In a world ruled by uncertainty, where tariffs, trade wars, and conflict seem to be the order of the day, it's difficult for investors to know where to turn. With the Federal Reserve hitherto holding rates steady between 4.25% and 4.5%, risk assets have been less attractive compared to the guaranteed returns of cash savings and bonds. Despite this, however, the S&P 500 and Nasdaq 100 continue to hit new all-time highs and are each up an average of 5% YTD, standing at 6,124 and 22,118, respectively. The tempo may well have slowed, but it still looks like there's some go in the bull market yet.
However, with gold's recent rise, sticky inflation, and creeping T-note yields, the longer-term future of equities and other risk-on instruments is rather precarious. Much will be decided by central bank policy, as well as the number and extent of any rate cuts to come. The Fed, however, will naturally be led by the macroeconomic data primarily and the wider context of a range of political and other factors on the ground. In this piece, we'll explore some of these as we consider where stocks could be headed in 2025.
Under pressure
We may well have recovered from the double-digit inflation of 2022 ‒ not least because of the strong hawkish approach by the Fed and other regulators ‒ but price pressure is still stubbornly above target. In fact, last Wednesday's (12/02) US Labour Department report showed that the consumer price index actually increased 3% year over year in January, up from 2.9% the previous month and rising steadily since the 3.5-year low of 2.4% in September. This led the Fed to hold interest rates steady at 4.3% following their 28-29 January meeting, with the regulator's officials stating that "they would want to see further progress on inflation before making" any further cuts.
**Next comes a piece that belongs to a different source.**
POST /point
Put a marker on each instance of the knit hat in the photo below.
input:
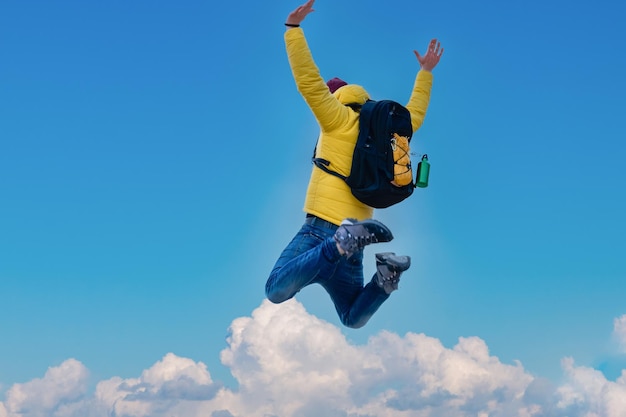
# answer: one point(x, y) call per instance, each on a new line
point(335, 83)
It has been suggested that Donald Trump's latest 25% tariffs on a raft of Chinese goods, including steel and aluminium, will only make inflation worse in the short term. In light of the above and the 0.2% increase in the Producer's Price Index, Federal Reserve Bank of Atlanta President Raphael Bostic said that the "bumpiness" in inflation is not "super surprising", which seems to suggest a 'wait-and-see' approach from the Fed. This is not the best news for stocks, but the consensus is that the regulator will at least refrain from hiking interest rates, which should give equities the chance to make organic progress over the next quarter.
Time will tell
Much like last year, the world remains in highly uncertain times. In addition to the geopolitical conflict that restricts the flow of cheap energy resources and hinders supply chains, there is now a raging trade war between the world's two biggest economies for global industry to contend with. Earlier this month, Trump announced 25% tariffs on a range of Chinese mechanical goods and raw materials, including steel and aluminium. The CCP responded with 10% and 15% tariffs on US coal and LNG. The upshot of both these measures can only be higher production costs for manufacturers in both countries, which will, in turn, affect the bottom line and presumably stock prices of major companies in the US and China.
It is likely, then, that the already rising Treasury note yields will continue to climb as the Fed is forced to sideline its scissors to keep inflation under control. The 10-year Treasury yield gained 8 bps to 4.556% so far this week, while the 2-year Treasury yield advanced more than 4 bps to 4.308%. This comes as CME Group data predicted only one or two quarter-point rate cuts by the end of 2025, while markets are pricing in a near 98% chance of no rate cuts at the Fed's next meeting in March. As rates and, therefore, bond yields remain high, demand for stocks could be subdued in favour of certain fixed returns. However, everything will depend on corporate earnings and the results of the unfolding trade war.